[1] Le prévôt de Paris y étoit le représentant de l’autorité et de la justice royale, mais depuis la création de la Lieutenance de police en 1666, sa charge s’y étoit singulièrement amoindrie.

M. de Bullion[2], ruë Platrière[3].

[2] Le marquis de Bullion, fils du surintendant Claude de Bullion, qui s’étoit fait sous Richelieu une si grosse fortune. Le marquis avoit prêté serment au Parlement, comme prévôt de Paris, le 22 mai 1685. Cette charge rapportoit 8,000 livres, il l’avoit payée 50,000 écus. Toute diminuée qu’elle fût, elle avoit son importance, surtout comme prestige d’autorité : « les arrêts du Châtelet, écrit Dangeau (20 octobre 1684), se rendent au nom du prévôt de Paris, et le lieutenant civil est à son égard ce que sont les lieutenants généraux dans les présidiaux, à l’égard du grand bailli ou du sénéchal de la Province. » Le marquis de Bullion mourut fou, en 1721, dans une de ses maisons de la Beauce, où on l’avoit enfermé. « Un de ses cadets, écrit Saint-Simon, étoit dès lors prévôt de Paris, sur sa démission. » (Mémoires, in-18, t. XI, p. 397.)

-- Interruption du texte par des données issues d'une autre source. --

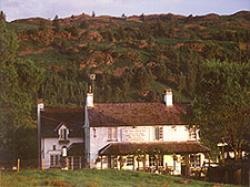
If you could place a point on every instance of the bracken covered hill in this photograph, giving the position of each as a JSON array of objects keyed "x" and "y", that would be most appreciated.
[{"x": 135, "y": 58}]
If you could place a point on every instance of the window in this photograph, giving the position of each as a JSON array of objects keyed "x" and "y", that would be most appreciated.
[
  {"x": 155, "y": 159},
  {"x": 63, "y": 134},
  {"x": 192, "y": 133},
  {"x": 130, "y": 161},
  {"x": 158, "y": 133},
  {"x": 94, "y": 132},
  {"x": 151, "y": 160},
  {"x": 54, "y": 160},
  {"x": 112, "y": 133},
  {"x": 195, "y": 161}
]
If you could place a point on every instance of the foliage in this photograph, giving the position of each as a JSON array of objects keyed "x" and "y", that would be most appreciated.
[
  {"x": 19, "y": 82},
  {"x": 221, "y": 104}
]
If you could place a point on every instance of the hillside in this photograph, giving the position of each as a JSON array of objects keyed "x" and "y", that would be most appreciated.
[
  {"x": 135, "y": 58},
  {"x": 96, "y": 178}
]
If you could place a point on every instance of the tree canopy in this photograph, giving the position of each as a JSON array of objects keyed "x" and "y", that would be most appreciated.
[
  {"x": 19, "y": 82},
  {"x": 221, "y": 104}
]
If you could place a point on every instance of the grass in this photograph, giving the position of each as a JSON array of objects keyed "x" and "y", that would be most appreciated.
[{"x": 95, "y": 178}]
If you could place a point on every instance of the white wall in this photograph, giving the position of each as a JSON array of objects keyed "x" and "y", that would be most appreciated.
[
  {"x": 47, "y": 148},
  {"x": 99, "y": 136},
  {"x": 176, "y": 133}
]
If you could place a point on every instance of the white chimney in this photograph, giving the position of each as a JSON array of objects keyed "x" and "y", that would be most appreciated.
[
  {"x": 168, "y": 98},
  {"x": 40, "y": 107},
  {"x": 90, "y": 97},
  {"x": 90, "y": 100}
]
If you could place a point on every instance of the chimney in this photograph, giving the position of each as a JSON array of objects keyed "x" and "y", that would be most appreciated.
[
  {"x": 90, "y": 97},
  {"x": 168, "y": 98},
  {"x": 40, "y": 107}
]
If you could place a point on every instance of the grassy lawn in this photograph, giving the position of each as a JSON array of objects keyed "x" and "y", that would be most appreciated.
[{"x": 95, "y": 178}]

[3] Il habitoit l’hôtel que Le Vau avoit bâti pour Claude de Bullion, de 1630 à 1634, et qui existe encore en partie au no 3 de la rue Jean-Jacques Rousseau, ancienne rue Platrière. On y lit toujours au-dessus de la porte : Hôtel Bullion. Il fut longtemps un des plus beaux du quartier et des environs. (V. notre Histoire de la Butte des Moulins, p. 95.) Il perçoit jusqu’à la rue Coq-Héron. C’est même de ce côté-là que s’en trouvoient la galerie basse, avec sa série des douze mois peinte par Blanchard, et la galerie haute, où Simon Vouet avoit peint, en 1634, les aventures d’Ulysse. Cette partie fut détachée de l’hôtel dans la seconde moitié du XVIIIe siècle. La loge maçonnique de Saint Jean d’Ecosse s’y établit en 1779, dans la galerie même de Vouet, qui étoit encore très-bien conservée. L’autre partie, sur la rue Platrière, étoit devenue ce qu’elle resta longtemps, presque jusqu’à nos jours : l’hôtel des ventes. De nombreux locataires l’occupoient. On voyoit entre autres écriteaux sur la porte, en 1789, suivant le Provincial à Paris (Quartier du Louvre, p. 134) : « M. Taima dentiste. » C’étoit le père du grand tragédien.

Lieutenant Civil.

M. le Camus[4], ruë de Paradis.

[4] Frère du président à la Cour des aides, dont nous avons parlé plus haut. Il avoit commencé par être maître des requêtes, puis intendant d’Auvergne. C’est depuis le 4 septembre 1671 qu’il étoit lieutenant civil. Lorsqu’en 1684 les juridictions du grand et du petit Châtelet, qui avoit aussi son lieutenant civil, furent réunies, sa charge, devenue plus importante, puisqu’elle restoit seule, lui fut conservée. C’étoit, suivant Saint-Simon, un fort honnête homme, mais, ajoute-t-il (t. V, p. 342), « glorieux à un point qu’on en rioit, et qu’on en avoit pitié. » Il étoit frère du premier président de la Cour des Aides, et du cardinal Le Camus, et quand il disoit : « Mon frère le Cardinal », il se rengorgeoit que c’étoit un plaisir.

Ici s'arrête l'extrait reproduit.